Le vieux déballa du fond de sa pensée « laisser le vous guider »
- Tel notre berger ? Rétorqua une voix jeune, il s’agissait de Fadel.
Oui ! Sanglota le vieillard, il est vaillant et plein de courage
- Mamadou, Pathé, Moussa, et Abdou sont aussi tous vaillants reprit la voix jeune
Certes, dit le vieux, mais celui-là au loin venant à nous a parcouru le monde et ses ancêtres nous ont...
- Dominés, vous vouliez dire ?!
- Oui mais lui...
- Alors laissez-nous aller découvrir le monde au même titre que lui
- Sans doute sera-t-il trop tard jeunes gens. Dans la vie :
Il faut suivre meilleur que soi jusqu’à être à son niveau
Apprendre de ses réussites et de ses échecs
Etudier sa stratégie pour pouvoirs en faire autant
Limiter les risques d’errements jusqu’à croiser la sagesse
- Laissez-nous faire nos propres erreurs et apprendre d’elles :
Aller à la rencontre de notre risque
Mourir pour nos propres rêves
Ainsi un chemin se dessinera sur le chantier du périple

- Mais vous serez en retard
- Nous le sommes déjà, il est évident et pourtant d’aucuns disaient que nous fûmes les premiers
- Laissez-le vous instruire et vous éclairer
- Nous trouverons notre propre lumière dans nos ténèbres
Le chevalier arriva enfin, en plein centre du village,
Il n’y trouva que deux mains pour l’applaudir et une bouche pour le saluer
- N’y a-t-il que vous dans ce village ? interpella le chevalier
- Oui, répondit le vieux, il n’y a que moi.
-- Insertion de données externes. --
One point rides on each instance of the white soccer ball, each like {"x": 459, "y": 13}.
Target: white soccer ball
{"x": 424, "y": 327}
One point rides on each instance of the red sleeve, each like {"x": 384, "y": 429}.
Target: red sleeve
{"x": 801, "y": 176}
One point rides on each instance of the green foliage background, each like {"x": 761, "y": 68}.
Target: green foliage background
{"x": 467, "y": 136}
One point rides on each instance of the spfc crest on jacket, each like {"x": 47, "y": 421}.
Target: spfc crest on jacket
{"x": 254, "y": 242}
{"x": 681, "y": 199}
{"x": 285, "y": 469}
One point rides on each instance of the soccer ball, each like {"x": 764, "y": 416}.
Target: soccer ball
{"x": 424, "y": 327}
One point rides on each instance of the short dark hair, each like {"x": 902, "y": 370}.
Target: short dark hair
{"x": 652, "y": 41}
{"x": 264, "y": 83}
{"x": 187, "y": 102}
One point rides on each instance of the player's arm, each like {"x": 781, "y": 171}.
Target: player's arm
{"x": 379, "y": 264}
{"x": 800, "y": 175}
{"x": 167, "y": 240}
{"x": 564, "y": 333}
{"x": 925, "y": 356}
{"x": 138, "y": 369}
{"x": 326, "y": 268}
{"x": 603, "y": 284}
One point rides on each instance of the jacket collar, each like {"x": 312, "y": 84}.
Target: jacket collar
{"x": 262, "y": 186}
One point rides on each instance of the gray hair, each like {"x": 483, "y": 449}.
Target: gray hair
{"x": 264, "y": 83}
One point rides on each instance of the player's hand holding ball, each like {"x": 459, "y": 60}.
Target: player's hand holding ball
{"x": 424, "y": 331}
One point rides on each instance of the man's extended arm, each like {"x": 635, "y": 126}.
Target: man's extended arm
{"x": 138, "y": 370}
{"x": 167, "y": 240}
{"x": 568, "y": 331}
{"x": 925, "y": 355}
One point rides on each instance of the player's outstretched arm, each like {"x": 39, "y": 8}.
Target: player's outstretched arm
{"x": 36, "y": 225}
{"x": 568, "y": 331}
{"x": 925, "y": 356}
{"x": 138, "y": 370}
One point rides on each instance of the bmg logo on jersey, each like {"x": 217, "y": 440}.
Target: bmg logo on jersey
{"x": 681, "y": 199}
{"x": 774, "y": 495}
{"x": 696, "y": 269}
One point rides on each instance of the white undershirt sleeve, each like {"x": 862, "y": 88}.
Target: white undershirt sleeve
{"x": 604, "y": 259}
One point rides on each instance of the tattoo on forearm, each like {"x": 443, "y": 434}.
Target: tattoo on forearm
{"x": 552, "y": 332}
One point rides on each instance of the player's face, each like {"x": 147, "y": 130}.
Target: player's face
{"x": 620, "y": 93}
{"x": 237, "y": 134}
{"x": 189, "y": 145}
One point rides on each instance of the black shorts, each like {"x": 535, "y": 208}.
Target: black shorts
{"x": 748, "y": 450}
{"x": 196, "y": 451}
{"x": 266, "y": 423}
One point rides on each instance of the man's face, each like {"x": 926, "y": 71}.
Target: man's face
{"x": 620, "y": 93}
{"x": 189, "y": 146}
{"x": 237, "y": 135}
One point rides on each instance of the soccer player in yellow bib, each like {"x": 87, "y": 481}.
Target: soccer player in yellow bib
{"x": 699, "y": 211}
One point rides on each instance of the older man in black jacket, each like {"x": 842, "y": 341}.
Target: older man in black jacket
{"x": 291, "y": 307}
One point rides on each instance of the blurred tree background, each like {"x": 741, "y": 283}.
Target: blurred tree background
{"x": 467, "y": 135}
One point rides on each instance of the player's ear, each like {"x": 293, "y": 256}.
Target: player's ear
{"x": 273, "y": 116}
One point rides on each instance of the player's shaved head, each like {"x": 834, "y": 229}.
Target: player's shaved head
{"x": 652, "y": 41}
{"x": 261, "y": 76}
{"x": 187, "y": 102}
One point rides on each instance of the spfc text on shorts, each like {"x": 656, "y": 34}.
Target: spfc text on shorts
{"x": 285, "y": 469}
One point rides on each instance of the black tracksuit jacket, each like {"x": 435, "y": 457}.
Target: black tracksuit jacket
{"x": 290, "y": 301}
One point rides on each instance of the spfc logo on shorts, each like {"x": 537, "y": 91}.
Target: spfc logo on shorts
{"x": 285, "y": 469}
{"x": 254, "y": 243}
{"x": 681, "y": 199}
La jeunesse est partie à la quête d’aventures afin de revenir être son propre berger.

Quand la nuit tomba sur le fleuve du Bendé, le Chevalier sorti alerté par les secousses du sol. Au dehors, les feuilles des arbres tombaient et les cases vacillaient.
Une énorme créature faisait face au chevalier, rugissant tel un lion. Le jeune Fadel avait fait appel au sortilège du Ninki Nanka. Du haut de ses trois mètres, il pesait autant que deux taureaux.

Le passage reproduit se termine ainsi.